Analogamente, de acordo com Pierre Bourdieu, sociólogo construtivista, a origem social ou familiar não só aprofunda as desigualdades sociais como também impede a erradicação delas. Assim sendo, enquanto a má distribuição de renda, o desemprego, a deficiência no sistema escolar e a fome afetarem a vida de cerca de 65% das famílias brasileiras, segundo dados divulgados pelo Programa das Nações Unidas para o Desenvolvimento (PNUD), o número de crianças e adolescentes no mundo do crime não irá diminuir. Ou seja, não adianta reduzir a maioridade penal sem fornecer melhores condições de vida para os jovens e suas famílias.
Além disso, o verso da música “Faroeste Caboclo” da banda Legião Urbana que diz: “(…) Aos 15 foi mandado para o reformatório onde aumentou seu ódio diante de tanto terror (…)" por certo faz um retrato perfeito de como as casas de detenção no Brasil não trabalham para reinserir os jovens na sociedade, pelo contrário, apenas aumentam a tendência criminal destes ao oferecerem péssimas condições de tratamento e residência, igualmente como ocorre nas prisões brasileiras.

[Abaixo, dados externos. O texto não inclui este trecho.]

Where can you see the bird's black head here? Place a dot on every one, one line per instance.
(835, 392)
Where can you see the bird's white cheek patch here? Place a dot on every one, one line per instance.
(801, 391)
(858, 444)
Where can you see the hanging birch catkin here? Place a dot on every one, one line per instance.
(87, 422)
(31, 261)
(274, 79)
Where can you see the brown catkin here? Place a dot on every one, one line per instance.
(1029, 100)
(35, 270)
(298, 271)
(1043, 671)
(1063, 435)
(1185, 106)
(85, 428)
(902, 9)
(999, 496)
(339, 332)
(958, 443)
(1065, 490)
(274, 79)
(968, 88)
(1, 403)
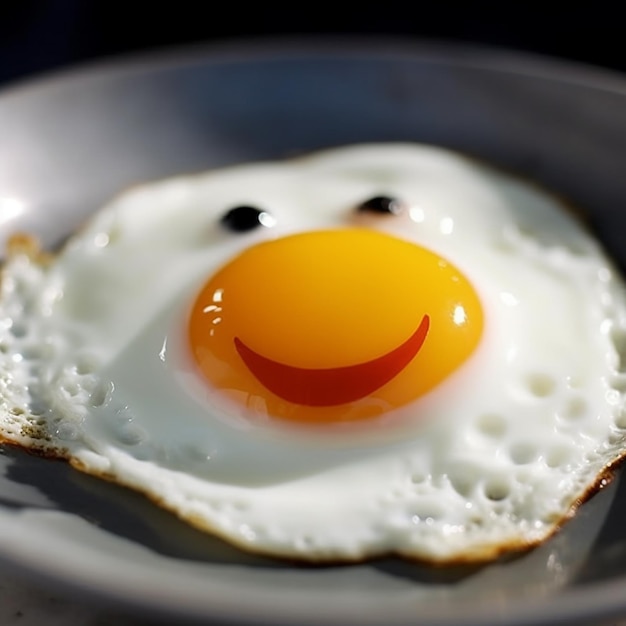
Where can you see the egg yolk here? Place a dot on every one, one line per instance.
(333, 326)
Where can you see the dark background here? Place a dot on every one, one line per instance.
(41, 35)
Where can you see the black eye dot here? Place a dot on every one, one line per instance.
(243, 218)
(381, 204)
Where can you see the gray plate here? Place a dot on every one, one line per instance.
(69, 142)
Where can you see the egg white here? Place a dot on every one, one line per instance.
(94, 367)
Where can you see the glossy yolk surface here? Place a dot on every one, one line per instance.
(333, 326)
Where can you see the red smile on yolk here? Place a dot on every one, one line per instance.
(320, 327)
(332, 385)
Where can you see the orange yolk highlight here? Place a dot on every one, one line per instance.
(333, 326)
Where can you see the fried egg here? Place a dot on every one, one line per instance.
(377, 349)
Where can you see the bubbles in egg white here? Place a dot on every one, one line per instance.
(94, 366)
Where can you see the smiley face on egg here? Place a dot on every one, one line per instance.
(379, 349)
(335, 325)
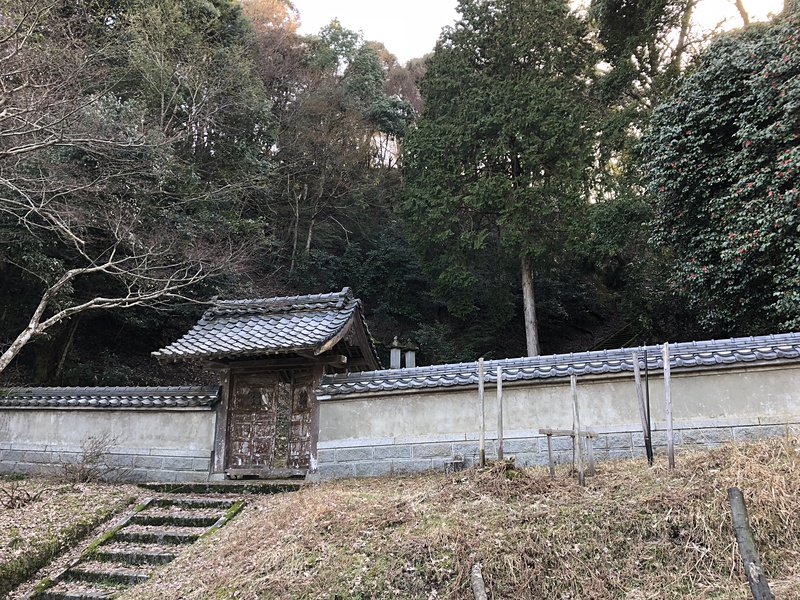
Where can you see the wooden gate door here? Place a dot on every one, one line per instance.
(300, 432)
(269, 427)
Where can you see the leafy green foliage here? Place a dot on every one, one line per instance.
(494, 169)
(721, 160)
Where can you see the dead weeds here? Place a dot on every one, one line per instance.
(633, 532)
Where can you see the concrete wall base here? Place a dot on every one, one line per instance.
(377, 458)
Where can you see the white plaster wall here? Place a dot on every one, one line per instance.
(607, 403)
(189, 431)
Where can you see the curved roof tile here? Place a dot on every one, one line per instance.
(238, 328)
(109, 397)
(682, 355)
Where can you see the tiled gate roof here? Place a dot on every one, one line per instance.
(246, 328)
(109, 397)
(687, 354)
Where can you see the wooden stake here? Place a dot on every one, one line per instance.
(668, 396)
(478, 585)
(577, 443)
(747, 546)
(499, 413)
(482, 448)
(637, 376)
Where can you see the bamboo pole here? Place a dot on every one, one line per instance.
(668, 396)
(577, 443)
(637, 376)
(747, 546)
(499, 413)
(482, 448)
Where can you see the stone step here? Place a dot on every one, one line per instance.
(152, 534)
(135, 556)
(158, 536)
(116, 574)
(69, 590)
(187, 519)
(221, 503)
(242, 486)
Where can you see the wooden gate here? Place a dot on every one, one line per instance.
(269, 427)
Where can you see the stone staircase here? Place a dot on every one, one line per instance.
(150, 535)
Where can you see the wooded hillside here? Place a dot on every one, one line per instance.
(513, 183)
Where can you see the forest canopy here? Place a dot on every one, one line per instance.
(154, 155)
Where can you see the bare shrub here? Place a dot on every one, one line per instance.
(93, 463)
(15, 495)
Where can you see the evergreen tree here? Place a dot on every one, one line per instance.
(721, 160)
(495, 168)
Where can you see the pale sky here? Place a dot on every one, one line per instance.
(409, 29)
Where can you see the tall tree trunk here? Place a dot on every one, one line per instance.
(529, 303)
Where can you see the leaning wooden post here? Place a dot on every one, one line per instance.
(573, 380)
(482, 448)
(637, 377)
(499, 413)
(478, 585)
(668, 396)
(550, 455)
(747, 546)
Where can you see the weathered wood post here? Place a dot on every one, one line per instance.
(578, 444)
(637, 377)
(499, 413)
(747, 546)
(478, 585)
(482, 448)
(668, 395)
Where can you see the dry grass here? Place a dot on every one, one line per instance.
(41, 517)
(634, 532)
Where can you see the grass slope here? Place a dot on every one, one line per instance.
(41, 517)
(634, 532)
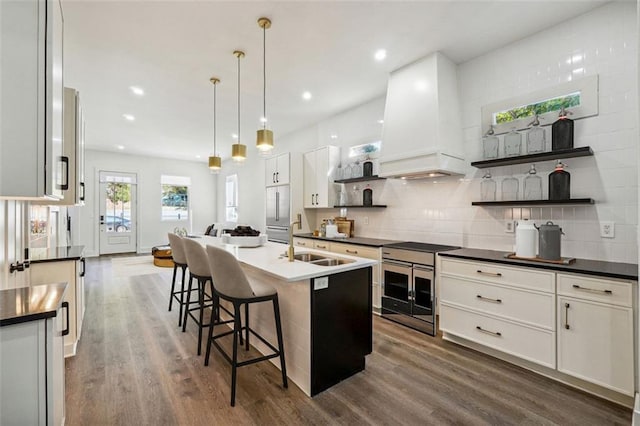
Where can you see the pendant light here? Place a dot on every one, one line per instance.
(215, 162)
(238, 150)
(264, 140)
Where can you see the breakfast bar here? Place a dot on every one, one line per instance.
(326, 310)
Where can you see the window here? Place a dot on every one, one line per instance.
(175, 197)
(231, 195)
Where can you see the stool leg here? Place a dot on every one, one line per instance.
(184, 271)
(234, 361)
(186, 308)
(246, 324)
(201, 284)
(173, 285)
(283, 367)
(216, 301)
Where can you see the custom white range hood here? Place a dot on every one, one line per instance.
(422, 134)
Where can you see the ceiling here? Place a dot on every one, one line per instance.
(171, 49)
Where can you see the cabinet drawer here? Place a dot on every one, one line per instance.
(536, 309)
(534, 279)
(303, 242)
(596, 289)
(356, 250)
(533, 344)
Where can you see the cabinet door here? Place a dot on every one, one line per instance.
(309, 177)
(282, 170)
(595, 343)
(270, 169)
(322, 178)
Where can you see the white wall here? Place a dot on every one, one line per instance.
(152, 230)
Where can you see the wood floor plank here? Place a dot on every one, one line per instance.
(134, 366)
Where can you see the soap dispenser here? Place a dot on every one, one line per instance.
(562, 131)
(535, 137)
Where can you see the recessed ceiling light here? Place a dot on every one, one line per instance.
(137, 90)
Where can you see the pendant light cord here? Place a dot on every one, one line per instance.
(264, 76)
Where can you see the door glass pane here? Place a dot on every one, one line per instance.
(118, 207)
(423, 297)
(396, 285)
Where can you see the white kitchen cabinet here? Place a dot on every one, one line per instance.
(71, 272)
(319, 165)
(32, 366)
(505, 308)
(32, 164)
(277, 170)
(595, 338)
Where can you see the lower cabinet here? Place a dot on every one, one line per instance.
(580, 326)
(71, 272)
(595, 339)
(32, 367)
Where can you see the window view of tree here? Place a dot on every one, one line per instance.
(118, 202)
(540, 108)
(175, 202)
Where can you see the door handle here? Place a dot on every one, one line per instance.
(64, 185)
(65, 306)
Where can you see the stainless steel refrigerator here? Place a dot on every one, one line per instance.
(278, 213)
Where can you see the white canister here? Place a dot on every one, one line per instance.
(526, 236)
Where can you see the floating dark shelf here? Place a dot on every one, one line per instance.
(572, 201)
(381, 206)
(360, 179)
(531, 158)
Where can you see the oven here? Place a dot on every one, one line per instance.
(409, 289)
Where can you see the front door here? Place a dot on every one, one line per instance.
(117, 220)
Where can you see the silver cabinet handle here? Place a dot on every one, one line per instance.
(494, 274)
(493, 333)
(595, 290)
(487, 299)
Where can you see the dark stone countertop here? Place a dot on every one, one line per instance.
(56, 254)
(32, 303)
(361, 241)
(627, 271)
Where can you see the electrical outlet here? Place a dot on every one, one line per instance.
(510, 226)
(607, 229)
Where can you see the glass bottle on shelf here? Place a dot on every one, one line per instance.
(510, 186)
(490, 144)
(512, 143)
(536, 141)
(532, 185)
(487, 187)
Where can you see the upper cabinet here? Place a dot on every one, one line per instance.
(31, 140)
(318, 166)
(73, 155)
(422, 133)
(277, 170)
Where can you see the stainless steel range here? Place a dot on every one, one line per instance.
(409, 288)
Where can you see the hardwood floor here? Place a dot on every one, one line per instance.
(135, 367)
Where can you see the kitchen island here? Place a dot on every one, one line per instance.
(326, 312)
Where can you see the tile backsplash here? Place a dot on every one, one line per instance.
(603, 42)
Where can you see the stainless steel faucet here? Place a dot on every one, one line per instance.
(299, 223)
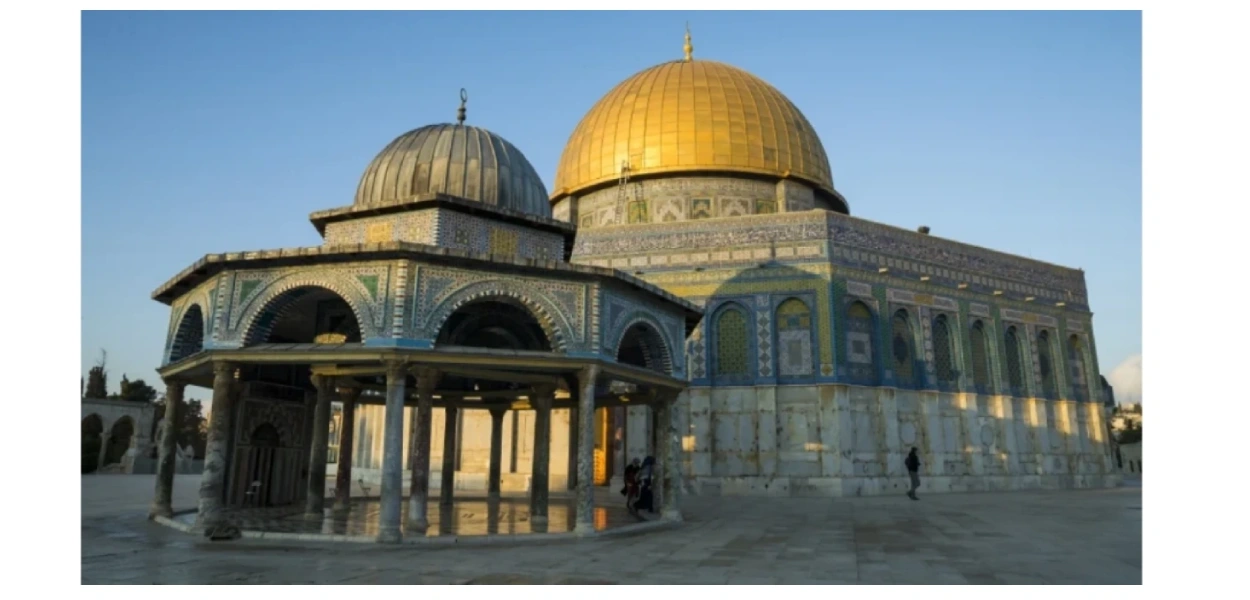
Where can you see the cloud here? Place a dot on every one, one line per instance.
(1126, 380)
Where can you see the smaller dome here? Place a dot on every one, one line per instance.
(459, 160)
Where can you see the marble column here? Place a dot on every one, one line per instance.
(213, 481)
(666, 439)
(419, 486)
(393, 456)
(314, 501)
(573, 440)
(446, 493)
(540, 470)
(166, 463)
(104, 451)
(346, 443)
(585, 513)
(496, 451)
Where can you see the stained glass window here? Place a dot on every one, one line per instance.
(1075, 368)
(904, 366)
(731, 343)
(1015, 373)
(980, 360)
(1046, 366)
(794, 338)
(860, 355)
(944, 356)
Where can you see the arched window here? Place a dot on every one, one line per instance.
(860, 354)
(1046, 366)
(980, 360)
(794, 339)
(1076, 368)
(903, 350)
(1015, 371)
(733, 345)
(944, 355)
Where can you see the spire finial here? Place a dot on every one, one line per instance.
(689, 48)
(460, 113)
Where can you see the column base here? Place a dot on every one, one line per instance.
(584, 529)
(389, 536)
(160, 510)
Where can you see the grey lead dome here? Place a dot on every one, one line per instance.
(459, 160)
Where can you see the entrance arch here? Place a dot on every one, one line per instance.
(93, 435)
(119, 440)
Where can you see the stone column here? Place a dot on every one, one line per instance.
(669, 483)
(104, 451)
(314, 501)
(496, 451)
(213, 481)
(393, 455)
(166, 463)
(446, 493)
(574, 429)
(541, 469)
(419, 491)
(346, 443)
(585, 514)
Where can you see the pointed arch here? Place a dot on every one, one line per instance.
(795, 356)
(189, 335)
(903, 351)
(980, 359)
(731, 359)
(1014, 361)
(1046, 366)
(860, 333)
(944, 355)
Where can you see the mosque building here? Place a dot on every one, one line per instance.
(694, 288)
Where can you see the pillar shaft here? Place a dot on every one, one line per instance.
(346, 443)
(541, 466)
(585, 513)
(574, 428)
(668, 484)
(168, 451)
(213, 481)
(419, 491)
(393, 456)
(496, 451)
(314, 501)
(446, 491)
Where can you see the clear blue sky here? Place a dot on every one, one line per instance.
(220, 131)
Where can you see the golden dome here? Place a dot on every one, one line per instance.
(689, 116)
(460, 160)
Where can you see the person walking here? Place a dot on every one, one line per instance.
(913, 464)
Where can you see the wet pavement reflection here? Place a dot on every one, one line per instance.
(463, 518)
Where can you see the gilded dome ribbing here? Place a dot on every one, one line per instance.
(691, 115)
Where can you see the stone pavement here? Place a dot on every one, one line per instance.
(1013, 538)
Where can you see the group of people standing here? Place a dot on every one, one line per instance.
(638, 486)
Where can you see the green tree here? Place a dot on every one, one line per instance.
(191, 425)
(136, 391)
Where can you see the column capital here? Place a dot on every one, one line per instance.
(395, 369)
(223, 369)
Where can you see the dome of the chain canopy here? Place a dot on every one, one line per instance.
(459, 160)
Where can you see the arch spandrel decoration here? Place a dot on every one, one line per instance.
(670, 358)
(545, 310)
(349, 290)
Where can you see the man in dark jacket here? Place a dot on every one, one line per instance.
(914, 471)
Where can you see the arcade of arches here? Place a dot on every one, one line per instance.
(274, 426)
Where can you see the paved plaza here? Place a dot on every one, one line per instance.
(1013, 538)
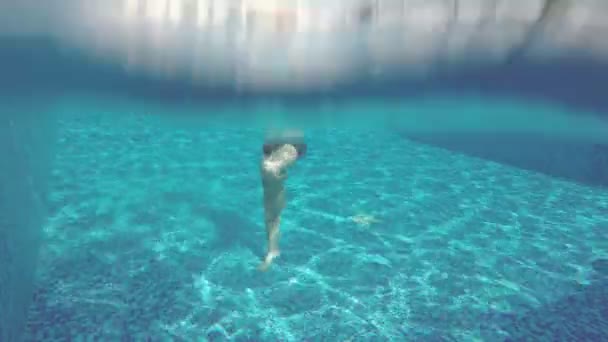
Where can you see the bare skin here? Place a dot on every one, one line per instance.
(274, 172)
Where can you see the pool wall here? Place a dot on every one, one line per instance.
(579, 162)
(25, 151)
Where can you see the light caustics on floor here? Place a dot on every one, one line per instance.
(155, 233)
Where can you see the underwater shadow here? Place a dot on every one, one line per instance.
(231, 229)
(581, 316)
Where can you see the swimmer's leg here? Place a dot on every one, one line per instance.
(274, 173)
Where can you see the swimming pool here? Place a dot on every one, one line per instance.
(155, 234)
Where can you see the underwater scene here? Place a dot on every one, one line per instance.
(468, 204)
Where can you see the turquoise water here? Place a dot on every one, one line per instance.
(155, 233)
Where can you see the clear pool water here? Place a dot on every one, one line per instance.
(155, 234)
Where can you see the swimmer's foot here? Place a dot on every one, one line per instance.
(265, 265)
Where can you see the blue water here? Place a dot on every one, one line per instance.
(155, 233)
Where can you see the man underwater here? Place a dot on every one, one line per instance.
(280, 151)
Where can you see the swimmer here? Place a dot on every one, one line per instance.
(280, 151)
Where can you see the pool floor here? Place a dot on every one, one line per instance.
(155, 235)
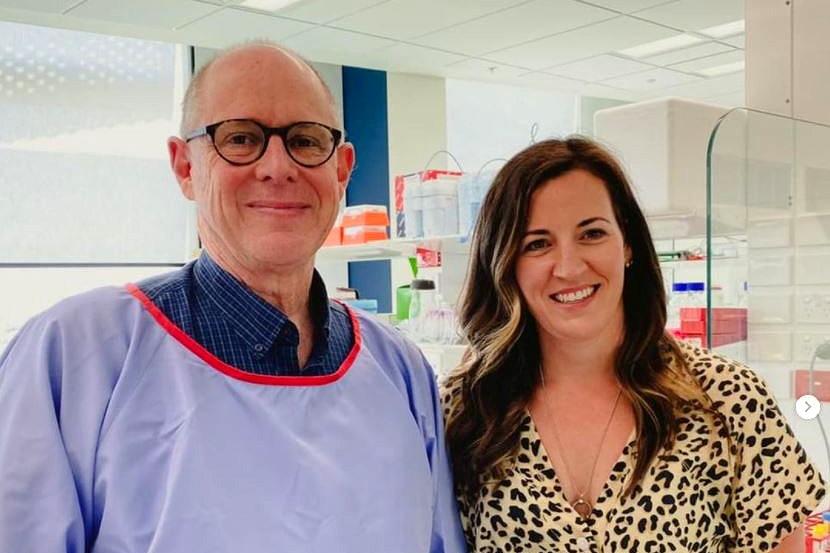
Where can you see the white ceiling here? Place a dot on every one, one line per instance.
(573, 45)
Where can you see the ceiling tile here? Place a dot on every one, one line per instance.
(150, 13)
(404, 19)
(598, 68)
(408, 58)
(691, 15)
(473, 68)
(629, 6)
(231, 26)
(602, 91)
(653, 79)
(551, 81)
(599, 38)
(732, 100)
(703, 88)
(529, 21)
(323, 11)
(52, 6)
(709, 61)
(336, 46)
(690, 53)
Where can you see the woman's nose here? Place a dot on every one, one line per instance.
(568, 263)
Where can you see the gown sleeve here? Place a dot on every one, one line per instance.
(53, 395)
(447, 535)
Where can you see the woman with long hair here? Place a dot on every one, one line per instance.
(575, 423)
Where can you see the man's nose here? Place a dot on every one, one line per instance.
(275, 161)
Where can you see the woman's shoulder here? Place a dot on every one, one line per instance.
(724, 380)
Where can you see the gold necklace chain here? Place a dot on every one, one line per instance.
(581, 505)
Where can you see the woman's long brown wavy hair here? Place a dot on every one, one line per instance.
(500, 370)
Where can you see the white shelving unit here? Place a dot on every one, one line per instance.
(384, 249)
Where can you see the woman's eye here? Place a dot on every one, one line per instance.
(535, 245)
(593, 234)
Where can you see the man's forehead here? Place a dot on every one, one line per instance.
(264, 81)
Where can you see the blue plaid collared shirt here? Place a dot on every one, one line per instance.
(242, 329)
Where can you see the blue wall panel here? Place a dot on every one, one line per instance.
(366, 122)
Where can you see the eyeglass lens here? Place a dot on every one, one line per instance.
(244, 141)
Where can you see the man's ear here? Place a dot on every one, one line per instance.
(345, 164)
(180, 163)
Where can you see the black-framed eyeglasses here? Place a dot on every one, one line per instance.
(243, 141)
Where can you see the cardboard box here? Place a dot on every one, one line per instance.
(363, 233)
(365, 215)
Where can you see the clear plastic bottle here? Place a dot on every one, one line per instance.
(677, 299)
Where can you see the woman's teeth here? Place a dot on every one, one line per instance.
(579, 295)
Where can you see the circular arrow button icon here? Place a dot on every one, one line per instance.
(807, 407)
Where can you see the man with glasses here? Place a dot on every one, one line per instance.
(230, 405)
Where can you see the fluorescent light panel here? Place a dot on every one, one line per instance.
(722, 69)
(268, 5)
(659, 46)
(725, 30)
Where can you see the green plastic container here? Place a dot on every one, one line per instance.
(402, 297)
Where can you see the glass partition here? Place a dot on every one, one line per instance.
(768, 190)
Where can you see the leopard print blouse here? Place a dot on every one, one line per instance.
(741, 486)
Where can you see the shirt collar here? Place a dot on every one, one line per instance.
(256, 321)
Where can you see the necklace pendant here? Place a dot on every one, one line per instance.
(583, 508)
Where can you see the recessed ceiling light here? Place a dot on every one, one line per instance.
(722, 69)
(660, 46)
(725, 30)
(268, 5)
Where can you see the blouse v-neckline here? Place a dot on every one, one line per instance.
(550, 484)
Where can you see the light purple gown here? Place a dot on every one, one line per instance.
(120, 434)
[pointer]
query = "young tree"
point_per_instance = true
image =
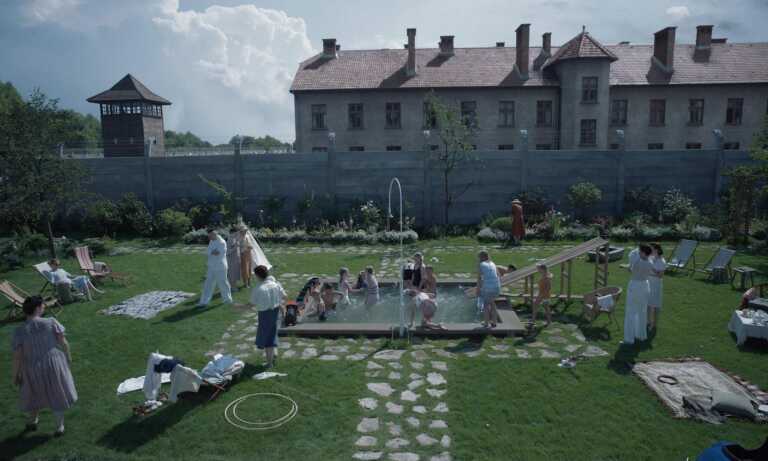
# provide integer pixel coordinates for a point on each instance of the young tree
(455, 133)
(35, 182)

Em suma, antes de debater a redução da maioridade penal, o Estado deve promover melhorias na organização prisional. Em vista dos problemas apresentados, o Ministério da Justiça (MJ) em ação paralela ao Conselho Nacional de Direitos Humanos (CNDH) devem promover uma reforma no sistema carcerário, melhorando as instalações das prisões e promovendo atividades que auxiliem na melhoria da conduta dos presos. Ademais, o Ministério da Economia deve criar empregos para a população carente visando a diminuição das desigualdades.